Many Master of Economics degree programs require students to show evidence that they have completed basic classes in their major. This is usually an Introduction to Economics class that covers that fundamental issues, concepts and models. These topics include labor, inflation, scarcity, competition, unemployment, opportunity cost, resource allocation and price determination.
Classes on business, marketing and management may be recommended. For example, an introductory class in entrepreneurship will provide practical examples and theoretical frameworks for individual economics. Other prerequisites may include the economic history of time periods and geographic areas, like 18th century England, Western Europe and developing economies in Asia. Classes on old economic theories will most likely start out with mercantilism, then move through Adam Smith, Marx, Keynes and Regan.

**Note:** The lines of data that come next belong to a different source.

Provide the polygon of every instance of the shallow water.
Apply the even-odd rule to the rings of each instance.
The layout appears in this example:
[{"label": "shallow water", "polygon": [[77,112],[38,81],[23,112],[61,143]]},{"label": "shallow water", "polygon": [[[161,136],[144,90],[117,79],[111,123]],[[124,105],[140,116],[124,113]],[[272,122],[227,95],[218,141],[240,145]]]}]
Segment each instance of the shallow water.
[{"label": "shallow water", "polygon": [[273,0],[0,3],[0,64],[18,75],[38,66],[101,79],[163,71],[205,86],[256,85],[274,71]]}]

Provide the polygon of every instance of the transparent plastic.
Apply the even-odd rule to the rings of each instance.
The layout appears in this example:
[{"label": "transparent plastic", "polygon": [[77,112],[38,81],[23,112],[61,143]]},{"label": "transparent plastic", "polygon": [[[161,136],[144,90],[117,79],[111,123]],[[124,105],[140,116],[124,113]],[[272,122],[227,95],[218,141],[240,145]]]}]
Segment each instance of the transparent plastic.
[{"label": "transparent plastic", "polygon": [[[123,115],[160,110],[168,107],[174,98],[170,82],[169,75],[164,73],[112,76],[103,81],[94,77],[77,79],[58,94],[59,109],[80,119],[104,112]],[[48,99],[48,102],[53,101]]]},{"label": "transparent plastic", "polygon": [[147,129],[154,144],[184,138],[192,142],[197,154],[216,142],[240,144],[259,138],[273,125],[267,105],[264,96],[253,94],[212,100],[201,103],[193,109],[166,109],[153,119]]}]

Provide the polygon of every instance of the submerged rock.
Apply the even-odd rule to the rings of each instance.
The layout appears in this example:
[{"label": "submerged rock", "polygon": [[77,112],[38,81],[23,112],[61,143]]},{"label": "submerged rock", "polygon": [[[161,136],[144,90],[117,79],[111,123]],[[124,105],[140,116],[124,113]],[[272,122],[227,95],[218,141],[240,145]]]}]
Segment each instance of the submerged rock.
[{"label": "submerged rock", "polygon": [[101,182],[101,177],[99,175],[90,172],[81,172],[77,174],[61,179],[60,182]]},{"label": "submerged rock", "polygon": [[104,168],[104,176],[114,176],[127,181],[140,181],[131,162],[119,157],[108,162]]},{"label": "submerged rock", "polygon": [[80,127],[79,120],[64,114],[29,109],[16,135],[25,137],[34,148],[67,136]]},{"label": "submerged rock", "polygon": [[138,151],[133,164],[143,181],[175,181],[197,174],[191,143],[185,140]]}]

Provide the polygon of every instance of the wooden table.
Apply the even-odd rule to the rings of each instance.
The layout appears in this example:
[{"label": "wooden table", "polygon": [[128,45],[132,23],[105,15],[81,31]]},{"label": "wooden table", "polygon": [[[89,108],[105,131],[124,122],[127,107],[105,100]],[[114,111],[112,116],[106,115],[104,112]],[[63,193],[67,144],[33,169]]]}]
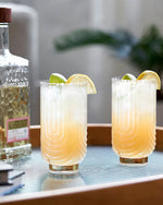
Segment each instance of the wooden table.
[{"label": "wooden table", "polygon": [[163,129],[148,166],[121,166],[111,149],[111,124],[88,124],[88,153],[79,174],[51,177],[40,155],[40,128],[30,128],[33,154],[14,162],[25,169],[25,188],[0,197],[0,204],[163,204]]}]

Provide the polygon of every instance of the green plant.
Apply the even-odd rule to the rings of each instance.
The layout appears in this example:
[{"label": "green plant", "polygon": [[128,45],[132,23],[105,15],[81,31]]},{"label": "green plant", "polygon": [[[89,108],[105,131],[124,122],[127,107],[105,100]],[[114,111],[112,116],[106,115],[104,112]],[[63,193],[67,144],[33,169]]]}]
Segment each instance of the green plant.
[{"label": "green plant", "polygon": [[58,51],[90,45],[104,45],[118,58],[131,61],[140,70],[153,70],[160,76],[163,73],[163,37],[154,25],[139,39],[123,29],[108,33],[91,28],[74,31],[54,39]]}]

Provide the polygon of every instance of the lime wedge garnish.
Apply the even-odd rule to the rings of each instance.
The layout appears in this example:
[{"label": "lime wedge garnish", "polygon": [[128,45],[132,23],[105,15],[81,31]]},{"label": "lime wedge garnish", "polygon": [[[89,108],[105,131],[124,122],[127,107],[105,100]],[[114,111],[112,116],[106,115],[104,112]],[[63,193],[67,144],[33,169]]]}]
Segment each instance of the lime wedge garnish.
[{"label": "lime wedge garnish", "polygon": [[136,80],[136,77],[133,74],[127,73],[127,74],[125,74],[122,77],[122,80],[130,80],[130,81],[133,81],[133,80]]},{"label": "lime wedge garnish", "polygon": [[156,89],[161,89],[160,76],[154,71],[146,70],[142,73],[140,73],[137,80],[154,80],[156,83]]},{"label": "lime wedge garnish", "polygon": [[49,83],[65,83],[66,79],[60,73],[52,73]]},{"label": "lime wedge garnish", "polygon": [[74,74],[70,76],[66,83],[86,83],[87,85],[87,94],[96,94],[96,86],[91,79],[85,74]]}]

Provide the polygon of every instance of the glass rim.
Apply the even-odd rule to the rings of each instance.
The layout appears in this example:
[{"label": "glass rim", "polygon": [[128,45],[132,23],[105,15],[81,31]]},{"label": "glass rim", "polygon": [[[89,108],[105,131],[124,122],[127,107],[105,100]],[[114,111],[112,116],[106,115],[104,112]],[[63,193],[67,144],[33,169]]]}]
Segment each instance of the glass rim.
[{"label": "glass rim", "polygon": [[121,76],[115,76],[112,77],[112,82],[126,82],[126,83],[142,83],[142,82],[148,82],[148,83],[156,83],[154,79],[142,79],[142,80],[123,80]]},{"label": "glass rim", "polygon": [[40,81],[40,86],[87,86],[87,83],[49,83],[49,80],[42,80]]}]

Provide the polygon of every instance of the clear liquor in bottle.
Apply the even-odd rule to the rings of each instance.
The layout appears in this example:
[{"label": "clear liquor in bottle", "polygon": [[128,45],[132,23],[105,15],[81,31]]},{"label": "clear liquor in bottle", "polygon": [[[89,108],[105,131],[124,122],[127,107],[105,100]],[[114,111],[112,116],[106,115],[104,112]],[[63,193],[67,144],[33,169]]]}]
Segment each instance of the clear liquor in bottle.
[{"label": "clear liquor in bottle", "polygon": [[11,9],[0,8],[0,159],[29,155],[28,60],[9,50]]}]

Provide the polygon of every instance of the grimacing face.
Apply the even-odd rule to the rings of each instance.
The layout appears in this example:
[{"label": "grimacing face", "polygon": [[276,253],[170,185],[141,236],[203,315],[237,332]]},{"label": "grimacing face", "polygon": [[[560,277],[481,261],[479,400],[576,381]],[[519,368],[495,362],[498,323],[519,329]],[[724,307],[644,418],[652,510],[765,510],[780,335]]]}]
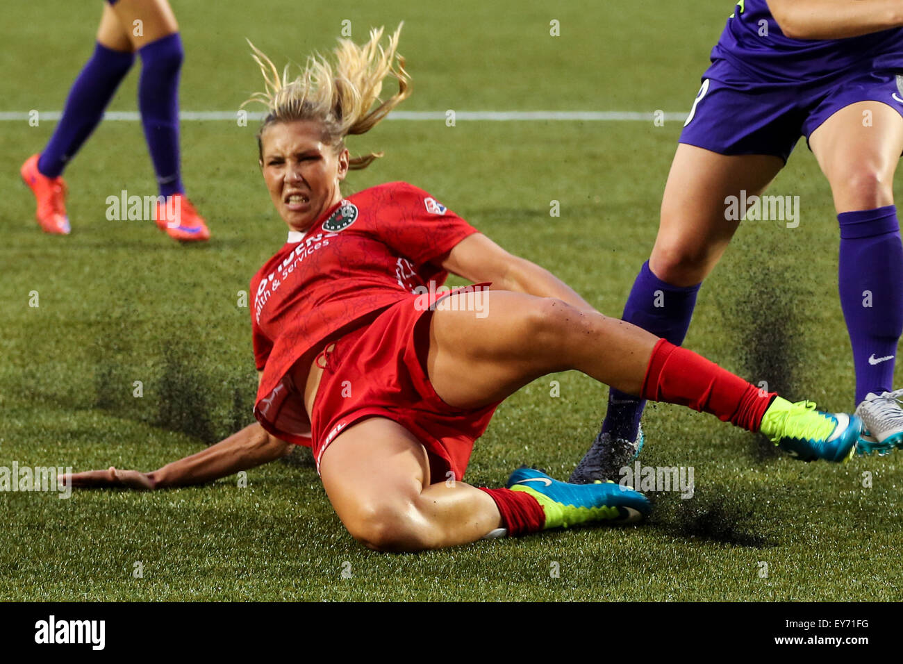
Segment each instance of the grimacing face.
[{"label": "grimacing face", "polygon": [[311,120],[278,122],[261,136],[260,167],[279,216],[292,230],[304,232],[341,201],[349,152],[322,142],[322,127]]}]

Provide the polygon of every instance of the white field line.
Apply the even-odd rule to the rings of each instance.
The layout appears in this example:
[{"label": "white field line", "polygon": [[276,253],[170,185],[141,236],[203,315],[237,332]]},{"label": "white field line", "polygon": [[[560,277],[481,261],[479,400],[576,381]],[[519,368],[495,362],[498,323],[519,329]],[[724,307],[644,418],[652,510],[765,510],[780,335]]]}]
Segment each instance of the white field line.
[{"label": "white field line", "polygon": [[[38,119],[53,122],[60,119],[61,111],[39,111]],[[666,122],[684,122],[686,113],[665,113]],[[455,111],[455,120],[464,122],[483,120],[490,122],[652,122],[655,113],[639,111]],[[236,122],[237,111],[182,111],[179,119],[186,122],[199,120],[230,120]],[[263,113],[248,113],[248,120],[262,120]],[[137,122],[141,116],[137,111],[109,111],[104,114],[105,120]],[[445,121],[445,111],[394,111],[386,120],[430,120]],[[0,122],[27,122],[29,112],[0,111]]]}]

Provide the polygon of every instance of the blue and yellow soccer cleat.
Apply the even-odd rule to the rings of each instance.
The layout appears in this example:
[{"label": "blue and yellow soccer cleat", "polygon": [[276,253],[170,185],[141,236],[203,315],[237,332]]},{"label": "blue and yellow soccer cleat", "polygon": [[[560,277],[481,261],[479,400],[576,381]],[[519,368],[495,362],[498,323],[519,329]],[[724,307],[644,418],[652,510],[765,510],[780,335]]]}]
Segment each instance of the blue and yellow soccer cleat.
[{"label": "blue and yellow soccer cleat", "polygon": [[792,404],[777,397],[765,411],[759,430],[802,461],[846,462],[856,450],[862,420],[846,413],[815,410],[812,401]]},{"label": "blue and yellow soccer cleat", "polygon": [[589,521],[634,523],[652,510],[646,496],[628,487],[614,482],[568,484],[526,466],[512,472],[506,486],[536,499],[545,513],[544,529]]}]

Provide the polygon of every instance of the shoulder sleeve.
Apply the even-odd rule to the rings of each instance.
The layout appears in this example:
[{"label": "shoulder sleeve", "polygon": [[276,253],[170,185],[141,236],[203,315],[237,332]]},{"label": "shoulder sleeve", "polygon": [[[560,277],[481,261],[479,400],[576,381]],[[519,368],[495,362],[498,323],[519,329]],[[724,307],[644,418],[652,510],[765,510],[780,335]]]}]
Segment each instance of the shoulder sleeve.
[{"label": "shoulder sleeve", "polygon": [[270,351],[273,351],[273,341],[264,334],[263,331],[257,325],[256,320],[256,298],[254,297],[254,293],[256,292],[258,278],[256,276],[251,279],[251,341],[254,344],[254,363],[256,366],[258,371],[264,370],[264,366],[266,364],[267,359],[270,357]]},{"label": "shoulder sleeve", "polygon": [[479,232],[422,189],[406,182],[389,185],[388,204],[377,212],[379,239],[416,265],[429,263]]}]

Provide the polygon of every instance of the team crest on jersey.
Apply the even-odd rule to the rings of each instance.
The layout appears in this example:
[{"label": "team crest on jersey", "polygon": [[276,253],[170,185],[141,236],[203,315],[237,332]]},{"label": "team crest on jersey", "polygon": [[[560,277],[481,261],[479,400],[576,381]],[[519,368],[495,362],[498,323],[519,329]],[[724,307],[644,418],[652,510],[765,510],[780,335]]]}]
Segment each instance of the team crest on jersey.
[{"label": "team crest on jersey", "polygon": [[448,208],[436,201],[434,198],[424,198],[424,205],[426,206],[426,211],[430,214],[445,214],[445,210],[448,210]]},{"label": "team crest on jersey", "polygon": [[323,230],[338,233],[353,224],[356,219],[358,219],[358,206],[350,201],[342,201],[339,210],[323,221]]}]

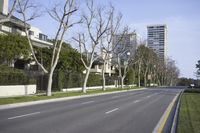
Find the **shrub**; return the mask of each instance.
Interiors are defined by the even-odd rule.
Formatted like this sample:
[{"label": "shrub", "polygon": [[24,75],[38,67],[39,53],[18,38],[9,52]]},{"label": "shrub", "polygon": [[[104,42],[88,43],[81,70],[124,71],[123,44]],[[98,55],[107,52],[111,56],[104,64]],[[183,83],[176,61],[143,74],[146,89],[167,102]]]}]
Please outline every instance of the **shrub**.
[{"label": "shrub", "polygon": [[23,70],[0,66],[0,85],[35,84],[35,80],[27,76]]}]

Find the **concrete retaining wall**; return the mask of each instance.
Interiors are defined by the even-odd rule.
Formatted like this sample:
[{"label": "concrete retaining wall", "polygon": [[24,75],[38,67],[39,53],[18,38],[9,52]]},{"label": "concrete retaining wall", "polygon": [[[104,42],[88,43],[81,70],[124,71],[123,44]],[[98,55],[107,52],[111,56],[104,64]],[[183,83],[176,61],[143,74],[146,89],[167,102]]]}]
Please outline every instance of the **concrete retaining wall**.
[{"label": "concrete retaining wall", "polygon": [[0,86],[0,97],[31,95],[36,93],[36,85]]}]

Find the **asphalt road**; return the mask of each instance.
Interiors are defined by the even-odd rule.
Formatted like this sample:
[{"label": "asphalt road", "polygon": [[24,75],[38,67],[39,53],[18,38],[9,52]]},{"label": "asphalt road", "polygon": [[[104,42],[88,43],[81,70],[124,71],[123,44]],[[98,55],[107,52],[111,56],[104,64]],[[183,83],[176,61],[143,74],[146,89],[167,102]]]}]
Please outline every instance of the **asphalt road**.
[{"label": "asphalt road", "polygon": [[1,133],[150,133],[179,89],[146,89],[0,110]]}]

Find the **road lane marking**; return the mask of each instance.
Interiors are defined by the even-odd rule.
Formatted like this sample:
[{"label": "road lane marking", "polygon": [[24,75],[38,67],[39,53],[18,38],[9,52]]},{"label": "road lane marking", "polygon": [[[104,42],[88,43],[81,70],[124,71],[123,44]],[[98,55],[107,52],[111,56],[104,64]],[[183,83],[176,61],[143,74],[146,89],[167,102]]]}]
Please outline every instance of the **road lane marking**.
[{"label": "road lane marking", "polygon": [[88,102],[83,102],[81,104],[89,104],[89,103],[93,103],[94,101],[88,101]]},{"label": "road lane marking", "polygon": [[112,110],[110,110],[110,111],[107,111],[105,114],[110,114],[110,113],[112,113],[112,112],[114,112],[114,111],[117,111],[119,108],[115,108],[115,109],[112,109]]},{"label": "road lane marking", "polygon": [[121,96],[113,96],[112,98],[118,98],[118,97],[121,97]]},{"label": "road lane marking", "polygon": [[40,114],[40,112],[34,112],[34,113],[29,113],[29,114],[24,114],[24,115],[13,116],[13,117],[9,117],[8,120],[26,117],[26,116],[31,116],[31,115],[36,115],[36,114]]},{"label": "road lane marking", "polygon": [[138,102],[140,102],[140,100],[135,100],[135,101],[134,101],[134,103],[138,103]]}]

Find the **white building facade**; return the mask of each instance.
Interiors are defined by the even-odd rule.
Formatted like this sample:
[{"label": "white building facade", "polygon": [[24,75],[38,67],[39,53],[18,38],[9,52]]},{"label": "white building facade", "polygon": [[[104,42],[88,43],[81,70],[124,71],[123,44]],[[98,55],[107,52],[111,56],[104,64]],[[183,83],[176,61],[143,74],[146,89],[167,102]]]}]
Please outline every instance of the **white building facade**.
[{"label": "white building facade", "polygon": [[[137,47],[140,45],[140,37],[135,32],[124,35],[115,35],[113,39],[113,60],[117,59],[117,54],[121,59],[127,60],[128,56],[133,57]],[[130,53],[129,55],[127,53]]]}]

Common Classes and Potential Prerequisites
Graduate-level economics degree programs that are highly advanced or specialized may require students to take common first-year classes. These include classes in econometrics, microeconomics, macroeconomics and quantitative methods. Students may be expected to thoroughly understand statistical graphics, probability theory, multiple regression, hypothesis testing, estimate software and distribution models. When it comes to macroeconomics, students may be expected to already understand modern and past government policies that relate to common economic variables like output, income, inflation, employment and trade deficits. When it comes to intermediately challenging theories, students may need to demonstrate a knowledge of economic goals, monetary policies, macroeconomic fluctuations and national income growth. Basic classes in comparative economic systems will cover the principles and development capitalist, communist, corporatist, socialist and alternative systems.
Many graduate degree programs, especially the popular ones at accredited universities, are quite competitive. The admissions committee in these schools may carefully and critically review GRE/GMAT scores, letters of recommendation, statements of purpose and previous academic results. They will most likely pay close attention to performance in previous academic work related to math, statistics and economics. Some admissions committees prefer to review resumes in order to evaluate professional experience and personal accomplishments. Most of these committees will identify students who prove that they can master the quantitative concepts and coursework in first-year courses. They will want to ensure that each qualified candidate can engage in independent research and successfully defend dissertations. There may be minimum GRE or GPA scores for admission, such as a GRE cut-off score of 150 to 165.
Students who pursue a Master’s in Economics should consider taking some relevant classes while they earn their undergraduate degrees. For instance, classes in international trade, industrial organization, public finance and global business may be very beneficial. Other useful classes include labor, monetary, non-profit, small business and health insurance economics.